An invasive team sport is any sport where two opposing teams battle for space and score points within a given time frame. Soccer, hockey and basketball are just some examples of invasive sports. The similarity between these games allows data scientists to uncover patterns and develop analysis techniques that work for all of these games at once.

A graph like the one shown above is commonly used to represent invasive sports. In the simplest version, players are nodes and completed passes between players are directed weighted edges. This type of graph can tell us the most common passes and which players work together the most but it lacks depth in its information. Possession changes, shot attempts and shots scored are prominently missing from these graphs which create big gaps in data regarding a teams performance.
Temporal Bipartite Graphs
In an attempt to better understand offense, temporal bipartite graphs can be used to better represent attacking plays for invasive sports.

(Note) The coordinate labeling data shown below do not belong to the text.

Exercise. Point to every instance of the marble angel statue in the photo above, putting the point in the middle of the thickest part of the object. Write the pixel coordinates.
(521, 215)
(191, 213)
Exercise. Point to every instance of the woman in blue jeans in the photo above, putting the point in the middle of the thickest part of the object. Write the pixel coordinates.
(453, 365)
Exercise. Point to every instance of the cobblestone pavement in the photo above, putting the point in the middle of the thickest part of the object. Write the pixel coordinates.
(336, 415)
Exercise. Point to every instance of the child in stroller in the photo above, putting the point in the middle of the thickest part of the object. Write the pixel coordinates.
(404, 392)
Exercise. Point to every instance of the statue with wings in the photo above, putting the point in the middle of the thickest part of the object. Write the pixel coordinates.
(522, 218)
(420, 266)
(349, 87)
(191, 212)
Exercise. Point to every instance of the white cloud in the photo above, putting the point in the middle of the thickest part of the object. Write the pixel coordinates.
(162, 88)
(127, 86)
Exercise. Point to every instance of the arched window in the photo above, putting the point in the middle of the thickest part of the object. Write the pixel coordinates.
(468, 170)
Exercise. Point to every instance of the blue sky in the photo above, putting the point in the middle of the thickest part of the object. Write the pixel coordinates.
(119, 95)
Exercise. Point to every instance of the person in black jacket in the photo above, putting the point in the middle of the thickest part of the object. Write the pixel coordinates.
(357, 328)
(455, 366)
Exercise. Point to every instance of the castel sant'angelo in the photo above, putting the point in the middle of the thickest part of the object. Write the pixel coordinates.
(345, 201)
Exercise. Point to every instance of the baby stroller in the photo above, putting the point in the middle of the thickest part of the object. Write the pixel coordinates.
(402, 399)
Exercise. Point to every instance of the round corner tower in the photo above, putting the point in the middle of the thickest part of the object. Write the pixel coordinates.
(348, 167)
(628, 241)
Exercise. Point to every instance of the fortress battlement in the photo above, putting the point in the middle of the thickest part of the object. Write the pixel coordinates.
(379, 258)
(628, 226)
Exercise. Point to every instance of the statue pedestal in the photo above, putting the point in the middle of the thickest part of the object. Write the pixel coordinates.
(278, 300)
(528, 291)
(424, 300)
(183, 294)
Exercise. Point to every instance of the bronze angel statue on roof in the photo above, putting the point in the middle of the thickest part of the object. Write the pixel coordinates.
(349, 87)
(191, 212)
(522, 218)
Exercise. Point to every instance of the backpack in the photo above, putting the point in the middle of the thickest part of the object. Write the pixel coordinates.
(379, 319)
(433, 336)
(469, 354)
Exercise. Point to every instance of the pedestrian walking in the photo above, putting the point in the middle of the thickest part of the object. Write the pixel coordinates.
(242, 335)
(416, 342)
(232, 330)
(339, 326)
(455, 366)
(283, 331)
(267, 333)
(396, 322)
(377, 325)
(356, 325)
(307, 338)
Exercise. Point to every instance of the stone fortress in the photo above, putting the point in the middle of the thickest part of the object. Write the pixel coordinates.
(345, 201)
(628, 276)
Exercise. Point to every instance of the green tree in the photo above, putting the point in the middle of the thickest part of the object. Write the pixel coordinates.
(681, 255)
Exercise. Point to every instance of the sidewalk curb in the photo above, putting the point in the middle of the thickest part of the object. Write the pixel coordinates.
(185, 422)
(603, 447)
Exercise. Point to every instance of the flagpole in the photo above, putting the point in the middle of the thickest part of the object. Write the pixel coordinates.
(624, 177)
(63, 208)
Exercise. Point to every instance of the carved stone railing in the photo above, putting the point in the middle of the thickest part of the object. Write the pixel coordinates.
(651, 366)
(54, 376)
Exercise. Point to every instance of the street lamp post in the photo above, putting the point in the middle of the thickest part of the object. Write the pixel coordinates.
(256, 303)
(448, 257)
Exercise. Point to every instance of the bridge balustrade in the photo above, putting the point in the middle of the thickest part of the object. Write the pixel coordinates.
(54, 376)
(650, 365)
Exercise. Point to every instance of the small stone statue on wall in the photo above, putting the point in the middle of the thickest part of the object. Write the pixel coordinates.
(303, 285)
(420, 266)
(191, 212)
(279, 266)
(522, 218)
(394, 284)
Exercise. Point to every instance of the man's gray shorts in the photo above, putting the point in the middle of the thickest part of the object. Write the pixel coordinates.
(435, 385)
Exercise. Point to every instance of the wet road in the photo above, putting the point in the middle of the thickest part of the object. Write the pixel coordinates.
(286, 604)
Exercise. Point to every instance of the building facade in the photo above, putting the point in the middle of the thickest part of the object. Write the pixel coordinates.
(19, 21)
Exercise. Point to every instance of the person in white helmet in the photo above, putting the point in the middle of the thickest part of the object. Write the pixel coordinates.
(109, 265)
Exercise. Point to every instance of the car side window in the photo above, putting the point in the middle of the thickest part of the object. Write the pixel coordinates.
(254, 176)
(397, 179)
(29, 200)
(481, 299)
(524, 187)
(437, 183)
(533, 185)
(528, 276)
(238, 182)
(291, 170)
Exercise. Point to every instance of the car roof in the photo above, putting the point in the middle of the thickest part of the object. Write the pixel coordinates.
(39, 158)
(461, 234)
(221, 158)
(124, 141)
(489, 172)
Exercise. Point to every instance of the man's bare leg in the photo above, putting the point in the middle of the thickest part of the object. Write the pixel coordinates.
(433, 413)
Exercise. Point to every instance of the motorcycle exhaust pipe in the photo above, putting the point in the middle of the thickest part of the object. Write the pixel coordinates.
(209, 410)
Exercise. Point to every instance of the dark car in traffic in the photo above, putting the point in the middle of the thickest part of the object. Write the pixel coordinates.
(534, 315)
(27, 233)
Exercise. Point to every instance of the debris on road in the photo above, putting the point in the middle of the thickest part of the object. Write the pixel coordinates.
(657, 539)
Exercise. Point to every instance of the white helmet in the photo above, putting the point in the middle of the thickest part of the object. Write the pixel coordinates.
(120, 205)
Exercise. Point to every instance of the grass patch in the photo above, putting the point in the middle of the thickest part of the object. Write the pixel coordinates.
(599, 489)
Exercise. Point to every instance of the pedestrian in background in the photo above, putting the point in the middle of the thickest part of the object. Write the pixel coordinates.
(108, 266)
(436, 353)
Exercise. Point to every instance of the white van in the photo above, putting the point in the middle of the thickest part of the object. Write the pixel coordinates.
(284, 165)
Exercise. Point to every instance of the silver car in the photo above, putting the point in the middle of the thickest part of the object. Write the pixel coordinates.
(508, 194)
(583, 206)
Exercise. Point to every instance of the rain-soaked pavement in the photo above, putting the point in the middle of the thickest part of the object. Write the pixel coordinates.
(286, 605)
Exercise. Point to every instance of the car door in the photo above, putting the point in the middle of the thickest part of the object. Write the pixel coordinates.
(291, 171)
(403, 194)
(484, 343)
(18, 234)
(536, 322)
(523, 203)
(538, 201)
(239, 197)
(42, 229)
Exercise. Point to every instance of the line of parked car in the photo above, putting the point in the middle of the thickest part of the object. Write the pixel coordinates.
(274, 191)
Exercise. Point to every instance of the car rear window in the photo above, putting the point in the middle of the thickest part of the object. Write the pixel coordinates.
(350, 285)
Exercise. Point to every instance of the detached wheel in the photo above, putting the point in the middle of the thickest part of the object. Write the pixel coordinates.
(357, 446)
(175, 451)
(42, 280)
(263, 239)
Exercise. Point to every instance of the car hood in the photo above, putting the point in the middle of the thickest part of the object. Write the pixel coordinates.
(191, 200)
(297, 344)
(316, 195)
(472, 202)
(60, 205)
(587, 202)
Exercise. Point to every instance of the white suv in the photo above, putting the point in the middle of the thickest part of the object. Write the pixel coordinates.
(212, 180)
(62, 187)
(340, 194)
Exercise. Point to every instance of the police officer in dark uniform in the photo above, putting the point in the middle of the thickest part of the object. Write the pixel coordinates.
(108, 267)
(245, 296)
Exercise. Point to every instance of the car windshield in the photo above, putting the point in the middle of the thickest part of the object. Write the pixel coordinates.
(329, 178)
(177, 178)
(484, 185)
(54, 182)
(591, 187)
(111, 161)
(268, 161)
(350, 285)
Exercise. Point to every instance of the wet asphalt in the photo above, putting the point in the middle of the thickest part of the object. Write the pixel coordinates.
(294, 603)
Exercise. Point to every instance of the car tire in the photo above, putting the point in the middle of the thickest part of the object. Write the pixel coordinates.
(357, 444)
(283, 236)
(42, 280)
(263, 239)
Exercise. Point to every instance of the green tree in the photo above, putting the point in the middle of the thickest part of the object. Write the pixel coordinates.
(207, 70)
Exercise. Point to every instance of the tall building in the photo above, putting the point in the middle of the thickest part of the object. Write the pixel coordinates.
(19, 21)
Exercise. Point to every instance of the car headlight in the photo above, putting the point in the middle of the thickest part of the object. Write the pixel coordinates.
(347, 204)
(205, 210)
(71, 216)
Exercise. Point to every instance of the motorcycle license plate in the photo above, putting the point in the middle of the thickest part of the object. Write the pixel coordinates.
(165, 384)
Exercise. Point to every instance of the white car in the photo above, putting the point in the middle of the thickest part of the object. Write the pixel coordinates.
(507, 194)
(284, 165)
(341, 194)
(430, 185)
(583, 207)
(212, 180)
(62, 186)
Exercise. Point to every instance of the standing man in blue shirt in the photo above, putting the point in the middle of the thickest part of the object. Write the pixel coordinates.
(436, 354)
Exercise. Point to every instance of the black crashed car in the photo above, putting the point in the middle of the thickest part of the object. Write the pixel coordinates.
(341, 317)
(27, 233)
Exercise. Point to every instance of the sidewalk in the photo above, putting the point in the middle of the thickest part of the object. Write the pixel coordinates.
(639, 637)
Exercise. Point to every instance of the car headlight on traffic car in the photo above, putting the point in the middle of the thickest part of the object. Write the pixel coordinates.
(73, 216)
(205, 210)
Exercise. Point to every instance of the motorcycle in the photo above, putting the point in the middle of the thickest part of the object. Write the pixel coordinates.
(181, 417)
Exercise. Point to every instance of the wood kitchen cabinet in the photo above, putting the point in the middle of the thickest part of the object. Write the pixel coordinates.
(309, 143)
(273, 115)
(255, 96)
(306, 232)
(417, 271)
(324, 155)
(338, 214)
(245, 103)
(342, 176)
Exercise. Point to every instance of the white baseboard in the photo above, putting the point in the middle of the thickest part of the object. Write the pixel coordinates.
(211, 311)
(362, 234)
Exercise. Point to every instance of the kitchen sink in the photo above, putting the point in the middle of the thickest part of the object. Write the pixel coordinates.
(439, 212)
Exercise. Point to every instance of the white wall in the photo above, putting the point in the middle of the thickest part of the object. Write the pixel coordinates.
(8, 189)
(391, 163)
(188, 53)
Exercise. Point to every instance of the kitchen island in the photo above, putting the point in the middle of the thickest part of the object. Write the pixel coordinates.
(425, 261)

The bottom set of the graph contains nodes representing players, and the other set represents events such as passes, shot attempts etc.. A network like this should be created for each individual attacking play so an aggregation of all of these plays into one graph can be useful for analysis.


What can we learn?
Most interactive player:
The node with the highest degree represents the player who has had the most interactions (passes) during the game.
Intermediary players:
The node with the largest betweenness value will show us which player is present in the most shortest paths between other players. This metric is not directly useful because the shortest path is not necessarily the one taken when a goal is scored.
Team’s pace:
By counting the number of nodes in each attacking play we can tell how fast or slow a team executes their attacking plays and see their style. Does a star player hold possession disproportionally? Is the team particularly good with fast breaks or slower plays?
Best supporting player:
Calculating the eigenvector centrality of the player nodes, we can see who is the most depended on during attacking plays. This statistic is calculated based on a nodes degree and the degree of its neighbors. The player that tops this metric is quite central to a teams offense.
Clusters within the team:
We can calculate the clustering coefficient for each of the players as well. This will show us which players act as a middle man in the offensive structure of the team.
Along with this we can see if there exists triadic closures which indicate that 3 players have worked together during an attacking play.
Conclusion
Note that all the data collected for this offensive analysis would be useful for construction or criticism a defensive playbook as well. We could simply compute the same data for opposing teams offensive plays and aggregate the data to look for gaps in a teams defense.
In conclusion, a rigorous and technically deep network analysis can help us to shed light onto an invasive sports teams offense and defense. This network based framing for sports data has potential to be greatly beneficial to coaches and analysts.
Source:
Ramos, J., Lopes, R. J., & Araújo, D. (2018). What’s next in complex networks? Capturing the concept of attacking play in invasive team sports. Sports medicine, 48(1), 17-28.